Liquidated damages (‘LD’) provisions provide a useful risk management tool for contractors and principals, and are widely used within construction contracts. Specifying the damages that will result from a breach gives certainty, and allows risk to be better priced into contracts. However, a LD provision will be unenforceable if it in effect imposes a penalty on the party in breach. It is important that the provision’s wording and the quantum are carefully considered.
In Grocon Constructors (Qld) Pty Ltd v Juniper Developer No 2 Pty Ltd & Anor  QSC 102, the Queensland Supreme Court reaffirmed the long-standing 1914 House of Lords test. The question remains: was the sum was “a genuine covenanted pre-estimate of damage” or was it “extravagant and unconscionable in amount in comparison with the greatest loss that conceivably be proved to have followed from the breach”?
It is interesting to note that subject to this test, the Court stated that the sum recoverable may be greater than the loss suffered, without being deemed an unenforceable penalty.

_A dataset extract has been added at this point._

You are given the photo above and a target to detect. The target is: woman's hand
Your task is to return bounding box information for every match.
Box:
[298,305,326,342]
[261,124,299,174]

Here, the LD provision was triggered by Grocon’s failure to meet the practical completion deadline. Practical completion could be withheld for range of reasons – from trivial particulars to serious defaults. Grocon argued that the LD amount was calculated to compensate Juniper for the loss of revenue from not being able to immediately on-sell, but it could have been triggered by a trivial default like failing to adequately remove rubbish. The LDs would be entirely disproportionate to the breach. However, the emphasis was on the consequences of the breach – the breach here being Grocon’s failure to complete construction by the deadline. Therefore, this argument was rejected and the LDs were payable.